Она сжимала руль, чувствуя себя уверенной и красивой, и ее осенила еще одна мысль: а, впрочем, любовь ли привязывает ее к Климе, или всего лишь страх потерять его? И если этот страх с самого начала был тревожной формой любви, то не улетучилась ли со временем любовь (усталая и измученная) из этой формы? Не остался ли в конце концов один страх, страх без любви? И что останется, если исчезнет и этот страх?
Трубач рядом с ней снова необъяснимо улыбнулся.
Она взглянула на него и подумала, что, если перестанет ревновать, не останется ничего. Она мчалась на большой скорости, и ей представилось, что где-то впереди на дороге жизни прочерчена линия, которая обозначит разрыв с трубачом. И эта мысль впервые не пробудила в ней ни тревоги, ни страха.
21
Ольга, войдя в апартаменты Бертлефа, извинилась:
— Не сердитесь, что врываюсь без предупреждения. Но я так ужасно нервничаю, что не могу оставаться одна. Я правда не помешаю?
В комнате сидели Бертлеф, доктор Шкрета и инспектор, который ответил Ольге:
— Нет, не помешаете. Мы говорим о случившемся уже вполне неофициально.
— Пан инспектор — мой старинный друг,— объяснил Ольге доктор Шкрета.
— Скажите, прошу вас, почему она это сделала? — спросила Ольга.
— Она ссорилась с молодым человеком, с которым встречалась,— сказал инспектор,— а посреди этой размолвки достала что-то из сумки и проглотила. Больше ничего мы не знаем, и боюсь, не узнаем.
— Пан инспектор,— настоятельно сказал Бертлеф,— прошу вас обратить внимание на то, что я сказал вам для протокола. Я провел с Руженой в этой комнате ее последнюю ночь. Это главное, что, возможно, я недостаточно подчеркнул. Ночь была прекрасной, и Ружена чувствовала себя бесконечно счастливой. Эта неприметная девушка как нельзя больше нуждалась в том, чтобы разорвать обруч, которым сковывало ее безучастное и неприветливое окружение, и она сразу же стала ослепительным созданием, полным любви, нежности и великодушия, созданием, каким вы и вообразить ее не могли. Говорю вам: в течение вчерашней ночи я распахнул перед ней дверь в другую жизнь, и именно вчера ей захотелось жить. Однако кто-то следом пересек мне дорогу…— в неожиданной задумчивости сказал Бертлеф и тихо добавил: — Верно, в это вмешались силы ада.
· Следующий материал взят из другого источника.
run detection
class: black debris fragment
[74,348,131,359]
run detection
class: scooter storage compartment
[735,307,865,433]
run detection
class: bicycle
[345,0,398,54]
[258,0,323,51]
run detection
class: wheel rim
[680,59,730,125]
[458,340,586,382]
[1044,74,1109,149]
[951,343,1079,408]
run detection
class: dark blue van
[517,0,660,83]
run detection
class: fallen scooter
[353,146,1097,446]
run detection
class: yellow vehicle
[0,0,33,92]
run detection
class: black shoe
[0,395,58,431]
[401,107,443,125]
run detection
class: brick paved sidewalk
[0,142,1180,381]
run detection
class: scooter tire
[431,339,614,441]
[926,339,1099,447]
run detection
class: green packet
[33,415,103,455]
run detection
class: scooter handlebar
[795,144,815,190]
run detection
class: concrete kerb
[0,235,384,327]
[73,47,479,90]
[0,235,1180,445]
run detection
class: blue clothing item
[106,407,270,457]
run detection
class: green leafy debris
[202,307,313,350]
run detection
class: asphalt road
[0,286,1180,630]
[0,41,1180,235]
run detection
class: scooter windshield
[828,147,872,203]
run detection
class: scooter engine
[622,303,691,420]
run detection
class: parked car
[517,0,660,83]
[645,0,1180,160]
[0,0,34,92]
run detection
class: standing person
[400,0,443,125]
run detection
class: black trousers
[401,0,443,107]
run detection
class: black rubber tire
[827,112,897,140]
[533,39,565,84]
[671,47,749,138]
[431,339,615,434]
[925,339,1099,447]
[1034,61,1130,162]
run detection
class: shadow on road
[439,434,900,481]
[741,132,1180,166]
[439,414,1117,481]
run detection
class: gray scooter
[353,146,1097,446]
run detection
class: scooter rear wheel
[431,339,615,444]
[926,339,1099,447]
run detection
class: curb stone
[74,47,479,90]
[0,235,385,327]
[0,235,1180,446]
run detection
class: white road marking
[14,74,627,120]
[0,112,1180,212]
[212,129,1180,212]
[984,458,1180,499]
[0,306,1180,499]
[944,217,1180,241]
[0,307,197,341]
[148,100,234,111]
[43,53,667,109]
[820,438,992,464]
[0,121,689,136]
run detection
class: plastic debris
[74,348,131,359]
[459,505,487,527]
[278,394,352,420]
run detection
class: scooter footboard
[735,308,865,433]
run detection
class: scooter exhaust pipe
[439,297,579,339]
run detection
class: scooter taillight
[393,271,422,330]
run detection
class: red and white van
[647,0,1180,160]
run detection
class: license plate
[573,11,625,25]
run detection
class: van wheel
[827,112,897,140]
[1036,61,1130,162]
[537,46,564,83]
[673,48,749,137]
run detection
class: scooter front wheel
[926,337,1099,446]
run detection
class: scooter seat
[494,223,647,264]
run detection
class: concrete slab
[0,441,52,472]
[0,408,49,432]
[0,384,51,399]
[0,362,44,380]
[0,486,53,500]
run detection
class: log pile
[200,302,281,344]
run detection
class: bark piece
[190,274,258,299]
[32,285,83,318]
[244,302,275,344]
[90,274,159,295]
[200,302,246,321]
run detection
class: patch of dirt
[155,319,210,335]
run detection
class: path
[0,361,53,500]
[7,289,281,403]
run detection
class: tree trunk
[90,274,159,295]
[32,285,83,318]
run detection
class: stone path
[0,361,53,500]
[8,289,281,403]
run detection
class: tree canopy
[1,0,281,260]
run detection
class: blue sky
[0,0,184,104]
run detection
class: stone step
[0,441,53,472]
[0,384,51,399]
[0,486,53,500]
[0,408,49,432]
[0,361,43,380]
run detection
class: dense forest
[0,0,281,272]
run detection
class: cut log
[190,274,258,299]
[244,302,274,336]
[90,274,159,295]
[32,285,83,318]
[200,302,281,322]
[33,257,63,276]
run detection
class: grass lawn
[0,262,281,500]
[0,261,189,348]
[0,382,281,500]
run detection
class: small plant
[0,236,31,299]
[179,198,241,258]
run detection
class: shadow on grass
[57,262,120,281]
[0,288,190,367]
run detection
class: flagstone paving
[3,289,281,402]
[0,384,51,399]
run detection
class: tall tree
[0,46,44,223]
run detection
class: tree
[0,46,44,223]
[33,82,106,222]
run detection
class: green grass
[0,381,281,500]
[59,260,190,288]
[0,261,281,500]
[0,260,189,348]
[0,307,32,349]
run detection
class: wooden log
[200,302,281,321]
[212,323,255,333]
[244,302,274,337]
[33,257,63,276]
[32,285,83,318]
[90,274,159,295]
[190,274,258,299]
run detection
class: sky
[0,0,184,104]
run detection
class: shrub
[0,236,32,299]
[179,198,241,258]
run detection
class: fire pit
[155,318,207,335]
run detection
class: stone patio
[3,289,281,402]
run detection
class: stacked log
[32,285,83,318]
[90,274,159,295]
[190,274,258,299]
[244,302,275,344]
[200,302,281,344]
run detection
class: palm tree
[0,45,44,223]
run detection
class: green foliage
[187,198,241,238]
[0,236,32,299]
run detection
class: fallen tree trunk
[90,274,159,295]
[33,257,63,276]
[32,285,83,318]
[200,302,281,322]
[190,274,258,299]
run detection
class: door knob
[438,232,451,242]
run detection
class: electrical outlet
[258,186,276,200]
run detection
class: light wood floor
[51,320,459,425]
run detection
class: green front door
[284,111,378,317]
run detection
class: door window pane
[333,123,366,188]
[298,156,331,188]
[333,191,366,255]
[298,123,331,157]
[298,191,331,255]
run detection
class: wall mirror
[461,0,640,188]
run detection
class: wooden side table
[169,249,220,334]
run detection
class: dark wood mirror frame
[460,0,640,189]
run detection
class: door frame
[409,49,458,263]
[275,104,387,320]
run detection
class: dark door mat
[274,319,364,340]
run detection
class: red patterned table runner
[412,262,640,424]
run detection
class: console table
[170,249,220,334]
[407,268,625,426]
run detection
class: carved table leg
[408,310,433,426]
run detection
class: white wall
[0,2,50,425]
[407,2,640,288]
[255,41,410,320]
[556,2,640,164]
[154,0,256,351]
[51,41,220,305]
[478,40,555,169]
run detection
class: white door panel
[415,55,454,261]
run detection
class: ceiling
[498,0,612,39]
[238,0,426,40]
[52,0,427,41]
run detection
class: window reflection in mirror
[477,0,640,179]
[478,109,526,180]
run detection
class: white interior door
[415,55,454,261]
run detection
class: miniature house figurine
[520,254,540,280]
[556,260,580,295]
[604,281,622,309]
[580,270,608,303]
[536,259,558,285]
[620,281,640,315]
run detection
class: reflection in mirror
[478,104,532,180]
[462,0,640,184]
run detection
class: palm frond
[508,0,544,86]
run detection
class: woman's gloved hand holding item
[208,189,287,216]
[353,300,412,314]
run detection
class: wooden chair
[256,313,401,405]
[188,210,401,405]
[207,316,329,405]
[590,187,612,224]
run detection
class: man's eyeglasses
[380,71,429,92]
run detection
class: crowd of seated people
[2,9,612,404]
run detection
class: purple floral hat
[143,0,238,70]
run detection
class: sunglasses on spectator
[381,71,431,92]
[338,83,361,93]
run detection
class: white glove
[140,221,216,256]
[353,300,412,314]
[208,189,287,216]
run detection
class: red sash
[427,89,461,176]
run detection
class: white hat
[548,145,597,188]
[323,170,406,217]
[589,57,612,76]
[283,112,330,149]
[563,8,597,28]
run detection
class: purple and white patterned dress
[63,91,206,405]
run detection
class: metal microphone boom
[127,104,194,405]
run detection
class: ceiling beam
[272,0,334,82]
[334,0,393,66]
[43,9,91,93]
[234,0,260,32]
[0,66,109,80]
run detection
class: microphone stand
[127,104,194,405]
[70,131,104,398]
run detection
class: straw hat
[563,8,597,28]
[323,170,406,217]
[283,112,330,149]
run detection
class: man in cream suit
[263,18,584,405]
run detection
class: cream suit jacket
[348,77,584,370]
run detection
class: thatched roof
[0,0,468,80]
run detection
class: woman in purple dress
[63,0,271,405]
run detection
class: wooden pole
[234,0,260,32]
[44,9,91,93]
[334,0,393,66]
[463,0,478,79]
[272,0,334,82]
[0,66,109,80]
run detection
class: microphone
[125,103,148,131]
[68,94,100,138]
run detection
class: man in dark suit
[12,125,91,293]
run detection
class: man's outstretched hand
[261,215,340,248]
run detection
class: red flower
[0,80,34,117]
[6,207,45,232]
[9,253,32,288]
— Могущество ада не по зубам криминальной полиции,— сказал инспектор.
Бертлеф, пропустив его иронию мимо ушей, продолжал:
— Самоубийство — полнейшая нелепица, поймите это, прошу вас! Не могла же она убить себя именно тогда, когда наконец почувствовала желание жить! Повторяю вам, я не считаю возможным обвинять ее в самоубийстве.
— Милейший,— сказал инспектор,— в самоубийстве никто не обвиняет ее хотя бы потому, что самоубийство не считается какой-либо виной. Самоубийство вне законов правосудия. Это не наше дело.
— Да,— сказал Бертлеф,— для вас самоубийство не является виной, ибо жизнь для вас не представляет собой ценности. Но я, пан инспектор, не знаю большего греха. Самоубийство — куда больший грех, чем убийство. Убивать можно из мести или корыстолюбия, но и корыстолюбие есть проявление некой извращенной любви к жизни. Самоубийством же мы с издевкой бросаем свою жизнь к ногам Бога. Самоубийство — это плевок, залепленный в лицо Создателя. Говорю вам, я сделаю все, чтобы доказать невиновность девушки. Если вы утверждаете, что она покончила с собой, то объясните почему? Какой мотив вы обнаружили?